In response to surging inflation rates, the Biden Administration introduced the Inflation Reduction Act (IRA)1, a legislation targeting not just healthcare but also the energy, manufacturing, and transportation sectors. The Act demands that major health programs such as Medicare Advantage Part D, the Affordable Care Act (ACA), Medicaid, and the Children’s Health Insurance Program (CHIP) adjust in accordance with its stipulations to promote a sustainable healthcare future.
Implementation Timeline of the IRA
Ratified on August 16, 2022, the Act serves as a federal blueprint directing finances toward initiatives that counteract the fiscal deficit while bolstering economic prospects for citizens2. It earmarks funds for:
- Enhancing the U.S. energy framework
- Climate change mitigation and carbon emission reductions
- Stimulating local manufacturing
- Overhauling incentives for electric vehicle and battery technologies
- Healthcare cost reductions
Health plans should be especially attentive to the Act’s clauses pertaining to the revocation of the drug rebate rule, Medicare’s newly-gained ability to haggle drug prices, a yearly inflationary cap on medications, and a three-year extension of ACA subsidies.
The IRA will have immediate impacts to health plans in 2023 and will continue to 2026 and beyond3.

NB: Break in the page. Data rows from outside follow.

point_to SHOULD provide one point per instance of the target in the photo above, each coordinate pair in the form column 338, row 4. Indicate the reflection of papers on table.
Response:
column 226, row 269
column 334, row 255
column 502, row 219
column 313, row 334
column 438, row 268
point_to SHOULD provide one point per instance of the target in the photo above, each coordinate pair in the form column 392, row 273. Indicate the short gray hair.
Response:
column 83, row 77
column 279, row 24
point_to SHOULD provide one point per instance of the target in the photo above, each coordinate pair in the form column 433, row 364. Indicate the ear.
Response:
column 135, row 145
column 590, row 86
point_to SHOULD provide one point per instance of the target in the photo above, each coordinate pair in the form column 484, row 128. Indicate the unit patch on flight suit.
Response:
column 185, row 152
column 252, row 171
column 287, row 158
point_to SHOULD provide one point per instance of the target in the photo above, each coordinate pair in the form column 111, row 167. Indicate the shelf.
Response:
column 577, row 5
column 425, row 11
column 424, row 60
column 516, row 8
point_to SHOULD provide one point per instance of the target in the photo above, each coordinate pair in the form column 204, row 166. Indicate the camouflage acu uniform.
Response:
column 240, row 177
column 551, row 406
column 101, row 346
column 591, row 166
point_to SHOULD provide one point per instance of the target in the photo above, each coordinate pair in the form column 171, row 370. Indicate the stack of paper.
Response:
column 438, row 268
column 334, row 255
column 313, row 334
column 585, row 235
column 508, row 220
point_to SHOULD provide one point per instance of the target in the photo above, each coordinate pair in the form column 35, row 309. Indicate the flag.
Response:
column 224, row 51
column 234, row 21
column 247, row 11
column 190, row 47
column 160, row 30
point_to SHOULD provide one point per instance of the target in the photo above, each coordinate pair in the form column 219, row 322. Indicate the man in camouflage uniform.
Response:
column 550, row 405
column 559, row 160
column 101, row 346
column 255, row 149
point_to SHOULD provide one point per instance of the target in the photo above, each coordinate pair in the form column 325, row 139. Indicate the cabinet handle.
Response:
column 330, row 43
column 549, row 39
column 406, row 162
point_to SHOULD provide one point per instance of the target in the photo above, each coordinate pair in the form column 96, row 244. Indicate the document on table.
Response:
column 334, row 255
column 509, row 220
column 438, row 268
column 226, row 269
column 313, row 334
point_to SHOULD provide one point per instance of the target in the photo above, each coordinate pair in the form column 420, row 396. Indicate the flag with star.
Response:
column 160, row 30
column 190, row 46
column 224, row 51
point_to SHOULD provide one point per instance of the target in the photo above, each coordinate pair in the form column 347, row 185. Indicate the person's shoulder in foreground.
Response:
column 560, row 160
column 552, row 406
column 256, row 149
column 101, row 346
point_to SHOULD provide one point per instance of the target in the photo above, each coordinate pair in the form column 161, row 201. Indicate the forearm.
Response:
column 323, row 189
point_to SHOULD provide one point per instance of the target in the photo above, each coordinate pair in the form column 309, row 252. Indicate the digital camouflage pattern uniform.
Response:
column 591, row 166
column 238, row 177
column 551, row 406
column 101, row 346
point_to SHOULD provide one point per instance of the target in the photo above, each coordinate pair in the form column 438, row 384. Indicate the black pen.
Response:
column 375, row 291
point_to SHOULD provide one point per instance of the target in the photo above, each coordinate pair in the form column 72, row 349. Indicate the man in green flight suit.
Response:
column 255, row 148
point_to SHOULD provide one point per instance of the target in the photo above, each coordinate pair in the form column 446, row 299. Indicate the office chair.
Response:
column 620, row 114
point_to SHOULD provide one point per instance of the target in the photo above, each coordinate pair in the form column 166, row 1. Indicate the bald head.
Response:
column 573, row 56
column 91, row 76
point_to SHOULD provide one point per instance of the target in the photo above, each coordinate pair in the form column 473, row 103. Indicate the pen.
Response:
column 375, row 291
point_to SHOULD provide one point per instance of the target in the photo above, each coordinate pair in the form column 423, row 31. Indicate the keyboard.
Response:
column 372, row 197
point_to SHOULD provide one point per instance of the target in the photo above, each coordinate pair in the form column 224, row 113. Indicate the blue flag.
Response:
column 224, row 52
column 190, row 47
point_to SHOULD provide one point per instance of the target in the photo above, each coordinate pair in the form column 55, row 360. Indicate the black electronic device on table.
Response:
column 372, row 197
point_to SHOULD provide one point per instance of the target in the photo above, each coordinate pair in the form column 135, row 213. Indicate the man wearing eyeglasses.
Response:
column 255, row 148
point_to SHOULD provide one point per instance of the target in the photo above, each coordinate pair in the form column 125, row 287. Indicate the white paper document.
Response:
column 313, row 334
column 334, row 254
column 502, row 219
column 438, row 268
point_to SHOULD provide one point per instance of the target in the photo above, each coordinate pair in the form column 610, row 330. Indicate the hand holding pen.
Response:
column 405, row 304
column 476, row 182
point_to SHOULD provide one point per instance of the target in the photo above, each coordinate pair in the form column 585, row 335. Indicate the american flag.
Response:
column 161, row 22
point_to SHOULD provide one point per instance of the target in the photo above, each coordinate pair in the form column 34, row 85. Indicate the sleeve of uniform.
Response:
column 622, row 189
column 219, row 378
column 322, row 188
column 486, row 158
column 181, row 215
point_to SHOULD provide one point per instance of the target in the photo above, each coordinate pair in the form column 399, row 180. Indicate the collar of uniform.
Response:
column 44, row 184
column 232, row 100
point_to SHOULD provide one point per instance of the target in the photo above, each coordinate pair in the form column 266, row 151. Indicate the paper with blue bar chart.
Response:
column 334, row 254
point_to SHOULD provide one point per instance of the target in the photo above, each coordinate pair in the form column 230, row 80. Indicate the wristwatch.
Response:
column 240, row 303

- Manufacturers pay rebates for drugs increasing faster than the Consumer Price Index for All Urban Consumers if not selected for price negotiations.

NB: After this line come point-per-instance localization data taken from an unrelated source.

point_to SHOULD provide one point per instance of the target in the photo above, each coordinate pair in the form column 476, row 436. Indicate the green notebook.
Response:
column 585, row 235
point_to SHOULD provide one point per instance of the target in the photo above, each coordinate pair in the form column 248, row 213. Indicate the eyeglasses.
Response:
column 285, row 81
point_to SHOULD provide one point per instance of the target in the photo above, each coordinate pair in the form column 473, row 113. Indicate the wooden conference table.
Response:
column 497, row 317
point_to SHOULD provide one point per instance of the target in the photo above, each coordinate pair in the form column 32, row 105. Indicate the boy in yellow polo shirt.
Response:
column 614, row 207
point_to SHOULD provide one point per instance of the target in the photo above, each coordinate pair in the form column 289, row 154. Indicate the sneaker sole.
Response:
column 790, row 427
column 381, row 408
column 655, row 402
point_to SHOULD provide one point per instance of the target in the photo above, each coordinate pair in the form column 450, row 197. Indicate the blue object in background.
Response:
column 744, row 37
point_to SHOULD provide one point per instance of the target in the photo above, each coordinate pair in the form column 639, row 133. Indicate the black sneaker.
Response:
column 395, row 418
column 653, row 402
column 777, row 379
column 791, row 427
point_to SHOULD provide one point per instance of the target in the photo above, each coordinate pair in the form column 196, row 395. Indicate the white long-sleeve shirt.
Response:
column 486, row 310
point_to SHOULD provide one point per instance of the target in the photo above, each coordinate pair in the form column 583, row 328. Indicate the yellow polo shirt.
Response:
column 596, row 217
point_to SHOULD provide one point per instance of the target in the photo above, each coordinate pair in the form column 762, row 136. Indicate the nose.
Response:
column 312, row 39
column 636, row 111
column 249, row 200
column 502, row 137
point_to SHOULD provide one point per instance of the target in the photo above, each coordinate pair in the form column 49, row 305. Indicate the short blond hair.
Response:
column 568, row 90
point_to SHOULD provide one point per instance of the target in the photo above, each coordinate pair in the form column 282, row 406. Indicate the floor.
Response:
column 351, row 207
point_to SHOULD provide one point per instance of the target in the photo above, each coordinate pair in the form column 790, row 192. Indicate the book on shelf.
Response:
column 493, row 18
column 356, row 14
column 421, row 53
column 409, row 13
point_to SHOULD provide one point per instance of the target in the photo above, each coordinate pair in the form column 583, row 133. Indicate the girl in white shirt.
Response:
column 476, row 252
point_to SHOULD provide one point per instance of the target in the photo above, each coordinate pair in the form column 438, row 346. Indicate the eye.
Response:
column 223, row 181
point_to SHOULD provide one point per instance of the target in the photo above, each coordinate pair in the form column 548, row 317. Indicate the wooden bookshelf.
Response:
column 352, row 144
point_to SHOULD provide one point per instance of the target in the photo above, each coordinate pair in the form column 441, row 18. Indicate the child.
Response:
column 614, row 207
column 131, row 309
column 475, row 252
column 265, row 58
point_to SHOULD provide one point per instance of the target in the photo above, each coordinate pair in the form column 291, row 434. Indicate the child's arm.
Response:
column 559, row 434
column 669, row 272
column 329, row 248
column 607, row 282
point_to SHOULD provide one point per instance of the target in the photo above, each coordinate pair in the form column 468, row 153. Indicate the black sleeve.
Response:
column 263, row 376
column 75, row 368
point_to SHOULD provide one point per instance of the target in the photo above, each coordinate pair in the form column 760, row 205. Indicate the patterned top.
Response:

- Insulin cost sharing for Medicare beneficiaries is capped at $35 for both Part B and D.
- No cost sharing for Part D vaccines.
- Beneficiaries who exceed the True out-of-pocket TrOOP level (the limit before catastrophic benefit phase) have no additional costs.
- Part D benefits will be redesigned, including a $2,000 maximum out-of-pocket limit and the removal of the Coverage Gap Discount Program (CGDP).
- Government will negotiate prices directly with manufacturers for 10 drugs, setting a "maximum negotiated price."
What effect will this have on Health Plans?
The cap on medication costs will have a widespread impact on health plans in all markets. Noteworthy revisions include:
Medicare Prescription Drug Inflation Rebate Program: Designed to curb medication prices for consumers, this initiative mandates pharmaceutical companies to repay CMS should their drug costs outpace inflation. This could lead to a two-fold outcome: manufacturers may either absorb the rebate cost or curtail prices to stay below the inflation threshold.
Prescription Drug Pricing Negotiations: CMS now wields the authority to broker medication prices for specific drugs under Medicare Part B and D. This marks a significant departure from the previous noninterference stance. This power shift may trigger a spectrum of market reactions from slashing drug prices to altering coverage specifics for particular medications.
Additionally, from September 1, 2024, CMS will disclose negotiated drug prices, potentially affording plans a leverage in bargaining for more competitive rates.
Yearly Out-of-Pocket Expense Cap: From 2025, Medicare Part D enrollees will enjoy a yearly $2,000 ceiling on out-of-pocket medication expenses. Surpassing this limit means no further co-payments for the year, transferring the cost burden to Medicare Part D providers.
Cost-Sharing Provisions: Diabetic patients can now avail of insulin at a $35 monthly cap, and vaccines under Medicare Part D come at zero cost. While this might escalate adherence and vaccination rates, plans could bear higher costs.
Extended Vaccination Coverage: As of January 1, 2023, Medicare Part D recipients get comprehensive vaccine coverage as recommended by the Advisory Committee on Immunization Practices, with Medicaid and CHIP members set to benefit from October 1, 2023.